Technip and Sasol have also forged an alliance with regards to the front-end engineering of potential future GTL projects. The partnership, which builds on prior cooperation, will allow Technip to participate in the execution stages of the projects. The move underlines the growing interest in GTL technology and the increasing likelihood of the application of the technology in new regions.
Continued disruptions to Libya's oil supply underscore the extent of above ground risks that continue to stymie the sector's recovery. Despite an impressive recovery to near post-war output levels in the wake of the 2011 civil war, production has struggled in recent month in the face of protest and security concerns in a country where the government in Tripoli still struggling to enforce its mandate across the country.
While Libya had planned to increase output to around 1.7mn b/d in Q313, that target now seems out of reach. Indeed a recent statement from state owned National Oil Corporation confirmed that as a result of disruptions, output had fallen below the 1mn b/d mark with operations hit at export facilities and Eni 's 130,000b/d El Feel field. While clashes between armed groups have been a consistent threat to operations, regular protests have disrupted fields, midstream infrastructure and export terminals.
We expect protests by oil field workers and other disaffected groups will continue to target the oil sector given the growing realisation that such as will garner attention given its importance to the Libyan economy. Moreover, with security forces still not yet up to the job of protecting vital infrastructure, such facilities are set to remain vulnerable for the time being. Militias that have been contracted to guard oil facilities are armed and increasingly making more vocal demands for jobs and benefits.
Officials from the NOC are increasingly spending time and resources engaged in dispute resolution with disgruntled militias, oil field workers, and local leaders pressing for jobs and investment. To date, supply disruptions in Libya and elsewhere have failed to significantly impact Brent prices, with markets well supplied and more concerned about demand. However the impact has been felt locally, with oil minister Abdulbari Ali al-Arousi telling the Financial Times at the end of April that around US$1bn had been lost over the past five months.

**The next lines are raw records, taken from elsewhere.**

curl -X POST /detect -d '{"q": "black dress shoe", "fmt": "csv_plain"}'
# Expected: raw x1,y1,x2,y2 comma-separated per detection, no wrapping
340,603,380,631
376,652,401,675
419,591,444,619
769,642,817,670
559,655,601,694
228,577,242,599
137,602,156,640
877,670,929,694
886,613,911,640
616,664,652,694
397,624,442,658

Given the above - ground risks that show little sign of dissipating, we have a conservative forecast for growth in Libyan oil output. Without an improvement in security, the oil sector is set to face continued disruptions in a blow the country's economy.

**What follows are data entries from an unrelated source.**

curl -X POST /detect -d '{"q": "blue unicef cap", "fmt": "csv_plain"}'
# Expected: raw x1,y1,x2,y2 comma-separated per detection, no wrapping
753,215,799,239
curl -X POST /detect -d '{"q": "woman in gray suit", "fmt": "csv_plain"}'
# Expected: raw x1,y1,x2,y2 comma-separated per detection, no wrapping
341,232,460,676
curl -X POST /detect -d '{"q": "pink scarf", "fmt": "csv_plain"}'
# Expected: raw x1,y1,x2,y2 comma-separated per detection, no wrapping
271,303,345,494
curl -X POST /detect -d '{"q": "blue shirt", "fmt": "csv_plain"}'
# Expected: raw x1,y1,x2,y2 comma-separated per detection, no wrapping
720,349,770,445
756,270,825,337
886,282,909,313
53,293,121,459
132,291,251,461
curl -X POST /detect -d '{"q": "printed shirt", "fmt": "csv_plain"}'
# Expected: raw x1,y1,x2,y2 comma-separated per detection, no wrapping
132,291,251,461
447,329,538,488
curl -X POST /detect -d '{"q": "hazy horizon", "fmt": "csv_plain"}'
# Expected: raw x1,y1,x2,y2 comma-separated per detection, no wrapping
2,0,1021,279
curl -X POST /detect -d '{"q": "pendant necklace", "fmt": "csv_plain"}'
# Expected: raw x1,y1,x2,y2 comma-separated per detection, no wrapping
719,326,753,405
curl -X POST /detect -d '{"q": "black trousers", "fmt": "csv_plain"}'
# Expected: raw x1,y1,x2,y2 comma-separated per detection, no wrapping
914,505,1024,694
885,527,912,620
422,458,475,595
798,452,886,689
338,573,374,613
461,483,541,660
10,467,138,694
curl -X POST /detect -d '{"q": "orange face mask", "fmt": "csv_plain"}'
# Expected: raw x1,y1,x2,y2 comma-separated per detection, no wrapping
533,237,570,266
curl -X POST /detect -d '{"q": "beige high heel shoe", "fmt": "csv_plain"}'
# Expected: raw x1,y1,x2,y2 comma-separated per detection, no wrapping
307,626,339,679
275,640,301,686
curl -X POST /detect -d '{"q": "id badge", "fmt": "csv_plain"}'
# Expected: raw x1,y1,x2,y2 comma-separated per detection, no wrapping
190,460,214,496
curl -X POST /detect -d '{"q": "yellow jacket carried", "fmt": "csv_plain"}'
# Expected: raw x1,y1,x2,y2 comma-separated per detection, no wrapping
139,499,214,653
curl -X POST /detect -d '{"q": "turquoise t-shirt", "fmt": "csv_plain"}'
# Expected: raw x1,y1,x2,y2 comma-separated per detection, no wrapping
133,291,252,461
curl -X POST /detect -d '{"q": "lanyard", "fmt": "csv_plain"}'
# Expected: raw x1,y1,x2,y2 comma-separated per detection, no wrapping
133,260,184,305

In an announcement that underscores our continued caution, Sudan again threatened to halt the export of South Sudanese oil. On June 8th, Khartoum threatened to close its pipeline's to South Sudan's oil unless Juba ended its alleged support for rebel groups. Oil production only restarted in March after a 16 month halt following long-standing tensions between Sudan and newly independent South Sudan. The row now seems defused, with both countries pledging to work together in the future and a shut-down averted, but In short, these events support our cautious outlook to the sector.
While we see limited potential for an impact on Brent prices from another halt to supplies, the impact of another production shut-in the oil-dependent economies of Sudan and South Sudan would be dramatic. We expect the above ground risks in the region to remain high, with tensions fuelled by decades of civil war and unsettled political questions.